The ICO exists to empower you through information.

Section 21 – information already reasonably accessible

This exemption applies if the information requested is already accessible to the requester. You could apply this if you know that the requester already has the information, or if it is already in the public domain. For this exemption, you will need to take into account any information the requester gives you about their circumstances. For example, if information is available to view in a public library in Southampton, it may be reasonably accessible to a local resident but not to somebody living in Glasgow. Similarly, an elderly or infirm requester may tell you they don’t have access to the internet at home and find it difficult to go to their local library, so information available only over the internet would not be reasonably accessible to them.

When applying this exemption, you have a duty to confirm or deny whether you hold the information, even if you are not going to provide it. You should also tell the requester where they can get it.

This exemption is absolute, so you do not need to apply the public interest test.

For further information, read our more detailed guidance:

Section 22 – information intended for future publication

This exemption applies if, when you receive a request for information, you are preparing the material and definitely intend for it to be published,  and it is reasonable not to disclose it until then. You do not need to have identified a publication date. This exemption does not necessarily apply to all draft materials or background research. It will only apply to the material you intend to be published.

You do not have to confirm whether you hold the information requested if doing so would reveal the content of the information.

This exemption is qualified by the public interest test.

For further information, read our more detailed guidance:

Section 22A – research information

This exemption applies if, when you receive a request for information,

  • you hold information on an ongoing programme of research;
  • there is an intention by someone –whether an individual or organisation, private or public sector - to publish a report of the research; and
  • disclosure of the information would or would be likely to prejudice the research programme, the interests of participants in the programme, or a public authority holding or intending to publish a report of the research.

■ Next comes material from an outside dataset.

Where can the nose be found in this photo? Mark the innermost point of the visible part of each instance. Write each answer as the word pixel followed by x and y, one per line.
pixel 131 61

So long as the research programme is continuing, the exemption may apply to a wide range of information relating to the research project. There does not have to be any intention to publish the particular information that has been requested, nor does there need to be an identified publication date.

You do not have to confirm whether you hold the information requested if doing so would reveal the content of the information.

This exemption is qualified by the public interest test.

For further information, read our more detailed guidance:

Sections 23 and 24 – security bodies and national security

The section 23 exemption applies to any information you have received from, or relates to, any of a list of named security bodies such as the security service. You do not have to confirm or deny whether you hold the information, if doing so would reveal anything about that body or anything you have received from it. A government minister can issue a certificate confirming that this exemption applies.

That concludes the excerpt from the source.